Title: Get in The CarJane! Adventures in the TV Wasteland

Author: Billy Van Zandt

Publisher: Van Zandt/Milmore Productions

ISBN: 978-1-7344017-1-4

In Get in The Car Jane! Adventures in the TV Wasteland, Billy Van Zandt holds very little back as he recounts the funny behind-the-scenes tales of his writing and producing TV sit-coms.

These are based on the journals he kept on all of his productions, which, as he expressed to me in a recent interview, are part textbook, part gossip, though, all truth.

Van Zandt is the co-author and star of the Off-Broadway plays You've Got Hate Mail, Silent Laughter, Drop Dead!, and 21 other theatrical plays written with Jane Milmore, including A Night at the Nutcracker, Wrong Window, and summer stock perennial Love, Sex, and the I.R.S.

He also wrote The Property Known as Garland starring Adrienne Barbeau that broke house records at Off-Broadway’s Actors Playhouse. He is an Emmy Award fr his television special I Love Lucy: The Very First Show, and won People's Choice and NAACP Image Awards for his work on the Martin Lawrence comedy Martin and a Prism Multi-Cultural.

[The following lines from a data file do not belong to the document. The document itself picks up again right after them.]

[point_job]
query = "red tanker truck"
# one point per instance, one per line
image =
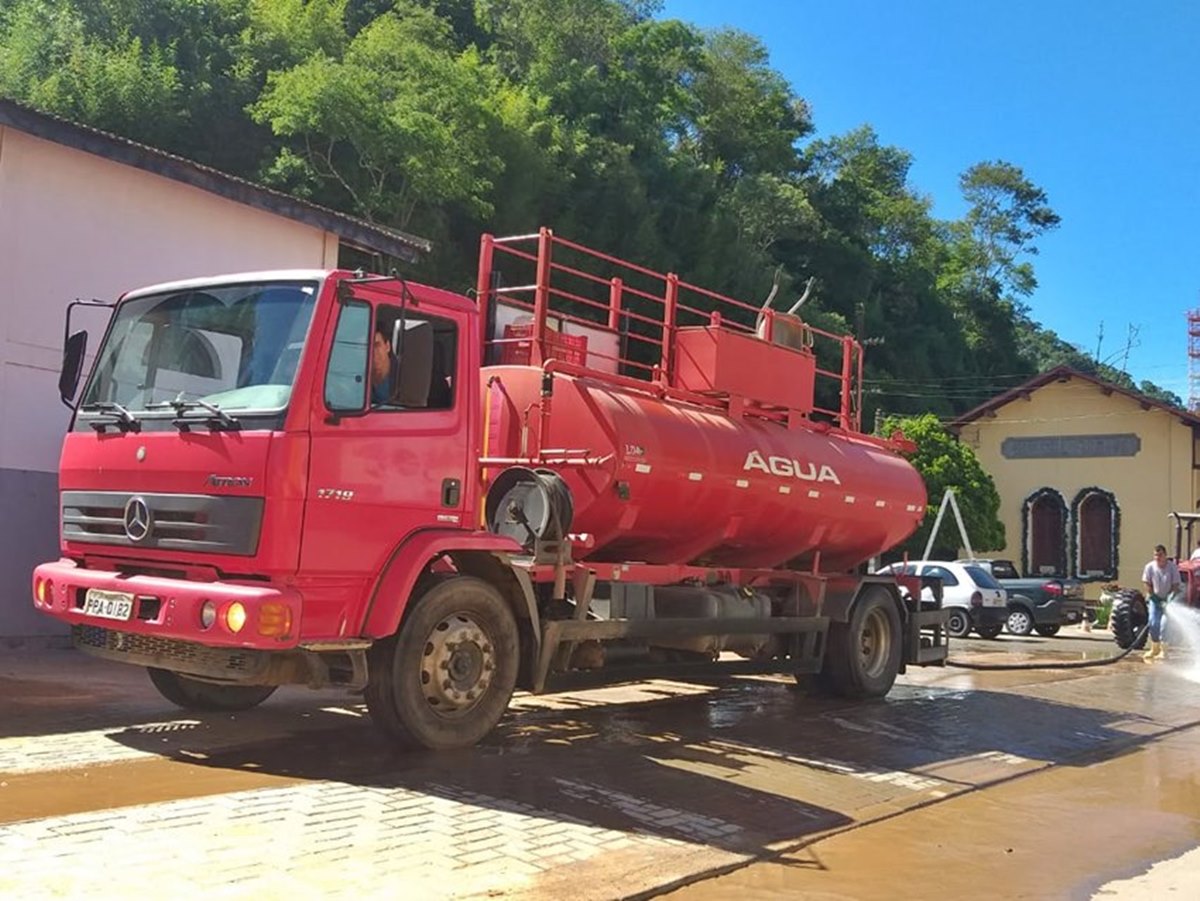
(588, 473)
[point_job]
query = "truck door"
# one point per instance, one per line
(389, 443)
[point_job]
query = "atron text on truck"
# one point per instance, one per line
(588, 473)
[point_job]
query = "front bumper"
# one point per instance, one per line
(172, 607)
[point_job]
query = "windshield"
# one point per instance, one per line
(982, 577)
(234, 347)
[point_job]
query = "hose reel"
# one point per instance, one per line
(529, 506)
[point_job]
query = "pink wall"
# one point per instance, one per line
(73, 224)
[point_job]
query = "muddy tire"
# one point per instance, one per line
(1020, 620)
(445, 679)
(196, 695)
(863, 655)
(1128, 619)
(958, 622)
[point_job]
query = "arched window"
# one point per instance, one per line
(1044, 522)
(1096, 520)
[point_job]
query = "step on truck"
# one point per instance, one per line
(587, 473)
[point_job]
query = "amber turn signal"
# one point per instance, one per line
(274, 619)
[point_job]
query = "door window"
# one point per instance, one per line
(391, 361)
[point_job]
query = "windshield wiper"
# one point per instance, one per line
(215, 418)
(121, 418)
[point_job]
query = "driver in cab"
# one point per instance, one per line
(383, 367)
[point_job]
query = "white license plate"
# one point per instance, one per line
(108, 605)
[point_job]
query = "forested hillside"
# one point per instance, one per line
(678, 148)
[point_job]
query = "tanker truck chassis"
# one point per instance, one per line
(589, 474)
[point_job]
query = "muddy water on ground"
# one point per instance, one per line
(1057, 834)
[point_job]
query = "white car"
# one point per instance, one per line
(972, 596)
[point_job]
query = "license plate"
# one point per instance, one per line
(108, 605)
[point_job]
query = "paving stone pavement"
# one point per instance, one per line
(589, 796)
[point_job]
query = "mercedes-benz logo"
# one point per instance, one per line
(138, 521)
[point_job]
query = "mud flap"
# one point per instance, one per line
(925, 638)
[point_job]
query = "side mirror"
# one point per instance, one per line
(73, 352)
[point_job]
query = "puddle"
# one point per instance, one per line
(1060, 833)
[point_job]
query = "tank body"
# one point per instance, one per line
(683, 484)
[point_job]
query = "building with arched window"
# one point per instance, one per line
(1087, 474)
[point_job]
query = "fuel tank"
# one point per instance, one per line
(671, 482)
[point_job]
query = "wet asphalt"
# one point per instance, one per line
(1009, 782)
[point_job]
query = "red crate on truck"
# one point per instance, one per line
(519, 343)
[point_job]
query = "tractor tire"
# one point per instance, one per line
(1128, 619)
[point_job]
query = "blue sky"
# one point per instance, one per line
(1097, 101)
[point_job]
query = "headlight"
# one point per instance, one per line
(235, 617)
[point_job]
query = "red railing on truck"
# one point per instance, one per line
(591, 313)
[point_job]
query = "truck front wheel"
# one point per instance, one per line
(863, 655)
(196, 695)
(445, 678)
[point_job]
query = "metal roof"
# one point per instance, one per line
(1065, 373)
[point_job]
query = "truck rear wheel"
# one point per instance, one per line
(196, 695)
(445, 678)
(863, 655)
(958, 622)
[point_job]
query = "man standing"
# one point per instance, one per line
(1162, 580)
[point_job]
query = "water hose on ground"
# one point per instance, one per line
(1066, 665)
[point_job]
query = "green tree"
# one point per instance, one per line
(395, 127)
(945, 462)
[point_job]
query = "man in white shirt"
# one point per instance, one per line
(1162, 580)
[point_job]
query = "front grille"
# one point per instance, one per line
(233, 664)
(177, 522)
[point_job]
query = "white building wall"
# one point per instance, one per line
(78, 226)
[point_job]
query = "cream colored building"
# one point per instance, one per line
(1087, 474)
(87, 215)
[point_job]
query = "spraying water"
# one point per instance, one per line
(1183, 640)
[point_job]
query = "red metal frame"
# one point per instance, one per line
(646, 308)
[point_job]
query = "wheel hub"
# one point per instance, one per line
(457, 665)
(874, 642)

Each chapter in the volume dedicates itself to a different TV show, including I Love Lucy: The Very First Show, Newhart, Anything But Love, Nurses, Martin, Daddy Dearest, The Wayans Bros, Staten Island 10309, Bless This House, The Hughleys, Yes Dear, and Janet Saves the Planet.

Van Zandt indicates in his introduction that the stories are not an autobiography but a synopsis of some television programs he was associated with. He even tells us that his writing partner, Jane Milmore, confirmed the stories and the quotes. He also ran each chapter past people who were with him at the time of each story.

The format of the book is informal and makes the writing easy to follow. Van Zandt shares dozens of anecdotes, perceptions, and the many obstacles he ran into with performers such as Martin Lawrence. Nonetheless, he does consider Lawrence a comedic genius. However, he may have been out of control, demanding, and a pain in the derriere.

Often the picture he assembles is one of disarray and nastiness, especially where scripts are written and re-written several times to satisfy the lead actors or the network's executives. In the closing paragraph of his adventures with Nurses, Van Zandt confesses that his time there taught him how not to run a show. “In addition to being psychotically organized and appreciative of people who work for me, in all the years since, I've never made established stars audition, I've never kept a writer in the room for lunch, never made a staff work at Saturday, and always made sure there were enough shares on the set.” All of this was absent in the Nurses.

Readers interested in appreciating the “nitty gritty” of sitcom writing will find the read fascinating. As Van Zandt states: “You'll learn the business as I learned it. Naïve at times, stupidly arrogant at other times, but always honored and thrilled to be part of it all.”